Ha pensato a noi, forse, come a gente senza nerbo, senza coraggio, senza spina dorsale, e ci ha abbandonati per una lunga, triste stagione.
Oggi è tornato al nostro fianco..
Eddy, abbiamo seguito per decenni strade diverse, in piena buona fede. Noi credevamo di doverci adeguare al sacrificio sublime, ma perdente, del nostro legittimo Re Umberto II°, e non abbiamo capito che toccava a noi, maggioranza tradita del popolo italiano, sventare la truffa con la nostra vigilanza, con il nostro controllo, con la nostra reazione.

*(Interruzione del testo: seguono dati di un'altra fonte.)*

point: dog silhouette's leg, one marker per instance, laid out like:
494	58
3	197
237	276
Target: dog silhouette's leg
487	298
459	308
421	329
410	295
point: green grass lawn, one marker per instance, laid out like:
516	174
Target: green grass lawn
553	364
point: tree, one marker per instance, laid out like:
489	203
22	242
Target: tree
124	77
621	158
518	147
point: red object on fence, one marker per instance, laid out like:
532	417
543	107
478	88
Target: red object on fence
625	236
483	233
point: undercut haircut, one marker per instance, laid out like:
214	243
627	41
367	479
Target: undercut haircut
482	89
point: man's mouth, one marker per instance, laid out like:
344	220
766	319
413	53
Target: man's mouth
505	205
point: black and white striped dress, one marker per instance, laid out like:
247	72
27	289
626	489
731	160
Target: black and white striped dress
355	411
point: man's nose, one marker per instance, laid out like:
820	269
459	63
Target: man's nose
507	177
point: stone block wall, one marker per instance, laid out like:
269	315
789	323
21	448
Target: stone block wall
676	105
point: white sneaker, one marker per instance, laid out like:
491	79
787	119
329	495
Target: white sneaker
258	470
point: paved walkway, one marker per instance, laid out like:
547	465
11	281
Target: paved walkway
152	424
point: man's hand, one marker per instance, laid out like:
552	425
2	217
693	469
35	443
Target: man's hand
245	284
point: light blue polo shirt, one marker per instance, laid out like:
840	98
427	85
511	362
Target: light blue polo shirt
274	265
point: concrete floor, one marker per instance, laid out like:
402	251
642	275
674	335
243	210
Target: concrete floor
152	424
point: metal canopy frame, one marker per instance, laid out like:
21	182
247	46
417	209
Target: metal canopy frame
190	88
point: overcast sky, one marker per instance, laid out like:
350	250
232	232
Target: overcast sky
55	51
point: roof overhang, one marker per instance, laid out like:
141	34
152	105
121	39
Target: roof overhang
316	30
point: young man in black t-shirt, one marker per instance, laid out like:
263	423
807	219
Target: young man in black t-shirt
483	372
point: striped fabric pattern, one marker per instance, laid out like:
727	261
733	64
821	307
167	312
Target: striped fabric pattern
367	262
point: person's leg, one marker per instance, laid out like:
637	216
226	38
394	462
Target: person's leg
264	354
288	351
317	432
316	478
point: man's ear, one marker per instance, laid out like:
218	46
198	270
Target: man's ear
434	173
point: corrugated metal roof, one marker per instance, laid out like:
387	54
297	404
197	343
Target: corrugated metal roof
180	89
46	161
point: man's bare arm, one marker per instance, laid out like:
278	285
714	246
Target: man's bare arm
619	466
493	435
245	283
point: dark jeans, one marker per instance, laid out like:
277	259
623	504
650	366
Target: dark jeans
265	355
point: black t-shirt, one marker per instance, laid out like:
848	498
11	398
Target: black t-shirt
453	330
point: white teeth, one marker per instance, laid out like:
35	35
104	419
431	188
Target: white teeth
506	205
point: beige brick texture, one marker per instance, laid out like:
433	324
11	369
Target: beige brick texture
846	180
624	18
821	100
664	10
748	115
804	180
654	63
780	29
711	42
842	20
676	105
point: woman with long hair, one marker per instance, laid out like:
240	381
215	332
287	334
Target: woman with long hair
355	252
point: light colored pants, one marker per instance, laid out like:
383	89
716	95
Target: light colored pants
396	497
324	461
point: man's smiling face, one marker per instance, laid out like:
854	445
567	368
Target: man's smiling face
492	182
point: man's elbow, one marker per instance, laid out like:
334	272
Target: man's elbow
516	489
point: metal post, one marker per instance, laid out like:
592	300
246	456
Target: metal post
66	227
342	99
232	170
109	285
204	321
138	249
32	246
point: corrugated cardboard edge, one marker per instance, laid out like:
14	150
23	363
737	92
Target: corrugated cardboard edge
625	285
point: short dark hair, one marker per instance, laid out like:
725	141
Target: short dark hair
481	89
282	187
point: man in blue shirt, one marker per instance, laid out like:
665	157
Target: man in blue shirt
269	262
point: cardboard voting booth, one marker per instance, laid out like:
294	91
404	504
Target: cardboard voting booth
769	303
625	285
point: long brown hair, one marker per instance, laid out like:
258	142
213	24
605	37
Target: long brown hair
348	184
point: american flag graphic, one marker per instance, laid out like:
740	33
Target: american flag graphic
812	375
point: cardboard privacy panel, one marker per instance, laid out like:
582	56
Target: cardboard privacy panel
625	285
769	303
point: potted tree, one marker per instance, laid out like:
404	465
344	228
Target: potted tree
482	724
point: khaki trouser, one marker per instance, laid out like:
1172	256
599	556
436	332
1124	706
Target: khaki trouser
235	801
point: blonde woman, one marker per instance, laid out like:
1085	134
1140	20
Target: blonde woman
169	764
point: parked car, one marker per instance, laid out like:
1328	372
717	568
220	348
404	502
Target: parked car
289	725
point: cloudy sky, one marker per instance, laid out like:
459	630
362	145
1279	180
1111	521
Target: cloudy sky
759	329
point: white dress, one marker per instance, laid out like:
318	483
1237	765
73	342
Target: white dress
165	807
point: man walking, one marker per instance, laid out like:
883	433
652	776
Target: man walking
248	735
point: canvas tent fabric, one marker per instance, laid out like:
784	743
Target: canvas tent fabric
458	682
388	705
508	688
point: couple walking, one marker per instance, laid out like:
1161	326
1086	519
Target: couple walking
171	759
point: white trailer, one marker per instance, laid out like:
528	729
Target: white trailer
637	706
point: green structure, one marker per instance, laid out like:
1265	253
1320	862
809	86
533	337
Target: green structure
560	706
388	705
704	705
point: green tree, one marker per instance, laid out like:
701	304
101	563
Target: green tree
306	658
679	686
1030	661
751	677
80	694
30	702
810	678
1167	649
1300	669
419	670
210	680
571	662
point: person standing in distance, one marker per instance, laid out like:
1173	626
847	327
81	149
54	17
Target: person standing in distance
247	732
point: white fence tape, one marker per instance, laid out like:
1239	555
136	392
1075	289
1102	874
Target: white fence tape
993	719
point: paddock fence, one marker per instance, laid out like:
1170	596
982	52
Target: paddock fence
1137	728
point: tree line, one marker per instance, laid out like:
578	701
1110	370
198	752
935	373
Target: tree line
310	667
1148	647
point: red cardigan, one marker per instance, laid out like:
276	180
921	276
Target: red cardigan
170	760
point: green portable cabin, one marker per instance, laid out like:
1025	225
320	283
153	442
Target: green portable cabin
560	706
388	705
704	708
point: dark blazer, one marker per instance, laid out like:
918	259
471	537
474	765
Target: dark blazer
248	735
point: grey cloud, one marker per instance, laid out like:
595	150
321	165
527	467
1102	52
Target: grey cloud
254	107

Il Re non poteva essere lasciato solo a decidere, doveva essere aiutato, e se necessario obbligato, a replicare, proprio in nome delle decine di morti che in quel tragico giugno avevano insanguinato il nostro Mezzogiorno. Si combatte per vincere, nessuno ha pietà per il vinto, anche se aveva ragione. Il tuo sdegno, caro Eddy, era lo sdegno del giusto che si ribella all’ingiustizia. Forse ti sei mosso fuori tempo, e hai pagato di persona, ma noi non abbiamo il diritto di censurarti.
La Storia non è finita, la Patria non è morta, le nuove generazioni sono una “tabula rasa” sulla quale, se ci impegneremo tutti, potranno essere riscritte le innumerevoli verità taciute o distorte.